Ihm blieb das Herz stehen und er spürte auch, wie seine Hände und Beine taub wurden. In seiner Brust schienen tausend kleine Nadeln gegen sein Herz zu stechen, denn was er da sah, ließ ihn von einem auf den anderen Moment alles glasklar erscheinen: es war ein Schock, ein richtiger Schock, ein Faustschlag mitten in seine Magengegend, ein glühender Eisenstab direkt in die Rippen, ein stacheliger Igelball, der ihm in der Kehle stecken geblieben war.

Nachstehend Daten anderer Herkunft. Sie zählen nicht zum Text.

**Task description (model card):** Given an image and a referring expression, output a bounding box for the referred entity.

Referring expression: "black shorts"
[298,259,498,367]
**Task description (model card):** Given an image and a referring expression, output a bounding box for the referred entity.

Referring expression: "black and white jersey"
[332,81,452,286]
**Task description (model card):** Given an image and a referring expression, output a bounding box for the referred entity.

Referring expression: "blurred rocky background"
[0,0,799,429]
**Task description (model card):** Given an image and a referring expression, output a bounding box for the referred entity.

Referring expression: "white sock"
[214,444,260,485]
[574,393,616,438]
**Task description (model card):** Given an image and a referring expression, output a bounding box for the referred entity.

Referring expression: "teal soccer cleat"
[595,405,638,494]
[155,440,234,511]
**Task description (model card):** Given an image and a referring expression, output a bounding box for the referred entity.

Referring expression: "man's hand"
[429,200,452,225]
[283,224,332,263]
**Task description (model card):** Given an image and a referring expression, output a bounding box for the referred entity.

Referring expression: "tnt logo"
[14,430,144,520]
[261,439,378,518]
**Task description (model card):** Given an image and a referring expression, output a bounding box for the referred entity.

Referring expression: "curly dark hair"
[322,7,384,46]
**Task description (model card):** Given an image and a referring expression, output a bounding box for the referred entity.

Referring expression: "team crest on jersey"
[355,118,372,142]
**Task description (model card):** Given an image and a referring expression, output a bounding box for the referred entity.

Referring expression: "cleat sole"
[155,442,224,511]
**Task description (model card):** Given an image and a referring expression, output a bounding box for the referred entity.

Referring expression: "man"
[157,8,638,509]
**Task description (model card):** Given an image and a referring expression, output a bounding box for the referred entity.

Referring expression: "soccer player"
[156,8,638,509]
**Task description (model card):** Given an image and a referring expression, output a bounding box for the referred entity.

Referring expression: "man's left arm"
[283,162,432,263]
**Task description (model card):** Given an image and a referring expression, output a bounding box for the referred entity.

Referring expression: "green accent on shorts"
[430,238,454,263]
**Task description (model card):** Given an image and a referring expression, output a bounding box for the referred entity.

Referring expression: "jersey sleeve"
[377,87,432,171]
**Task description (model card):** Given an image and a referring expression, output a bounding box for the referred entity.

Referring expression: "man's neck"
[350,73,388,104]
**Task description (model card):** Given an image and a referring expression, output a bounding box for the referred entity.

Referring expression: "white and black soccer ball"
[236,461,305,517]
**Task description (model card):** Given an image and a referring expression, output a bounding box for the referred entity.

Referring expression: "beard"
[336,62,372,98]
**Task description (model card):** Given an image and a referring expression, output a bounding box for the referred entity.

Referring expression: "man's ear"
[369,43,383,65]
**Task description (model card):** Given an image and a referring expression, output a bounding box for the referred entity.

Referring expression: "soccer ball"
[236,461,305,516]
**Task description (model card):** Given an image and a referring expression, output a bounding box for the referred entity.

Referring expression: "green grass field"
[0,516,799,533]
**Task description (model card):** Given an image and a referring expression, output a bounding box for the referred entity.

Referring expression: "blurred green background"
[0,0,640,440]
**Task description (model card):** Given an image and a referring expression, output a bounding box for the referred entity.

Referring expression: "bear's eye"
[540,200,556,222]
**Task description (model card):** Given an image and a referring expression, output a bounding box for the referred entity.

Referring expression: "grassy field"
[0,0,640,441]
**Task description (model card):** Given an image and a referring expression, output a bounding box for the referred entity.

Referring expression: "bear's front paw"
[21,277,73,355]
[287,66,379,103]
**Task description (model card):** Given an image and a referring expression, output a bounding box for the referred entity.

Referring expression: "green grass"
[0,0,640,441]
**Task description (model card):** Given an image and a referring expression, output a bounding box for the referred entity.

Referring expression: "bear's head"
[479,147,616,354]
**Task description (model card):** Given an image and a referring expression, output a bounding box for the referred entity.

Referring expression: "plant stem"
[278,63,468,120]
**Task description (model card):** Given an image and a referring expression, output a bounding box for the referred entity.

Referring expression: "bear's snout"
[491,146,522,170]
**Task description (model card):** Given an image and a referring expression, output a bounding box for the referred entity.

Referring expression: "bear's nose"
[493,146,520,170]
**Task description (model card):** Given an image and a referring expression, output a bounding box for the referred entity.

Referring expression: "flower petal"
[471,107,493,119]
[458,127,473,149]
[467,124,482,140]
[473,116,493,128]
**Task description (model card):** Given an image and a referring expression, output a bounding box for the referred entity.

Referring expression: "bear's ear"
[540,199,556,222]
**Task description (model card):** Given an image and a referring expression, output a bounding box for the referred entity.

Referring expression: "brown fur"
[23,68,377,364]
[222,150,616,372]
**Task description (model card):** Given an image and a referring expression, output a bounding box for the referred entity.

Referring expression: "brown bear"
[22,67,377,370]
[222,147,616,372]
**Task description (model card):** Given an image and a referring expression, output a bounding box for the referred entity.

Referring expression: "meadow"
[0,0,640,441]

Zwei Eiselfen lagen inmitten dieser Szenerie aus lachenden, essenden und fröhlichen Bewohnern von Auroria und küssten sich! Zuerst glaubte Razon sich zu irren. Vermutlich war die eine Person eine Frau. Es musste eine Frau sein, wieso sollten sich zwei Männer küssen? Und dann auch noch in der Öffentlichkeit?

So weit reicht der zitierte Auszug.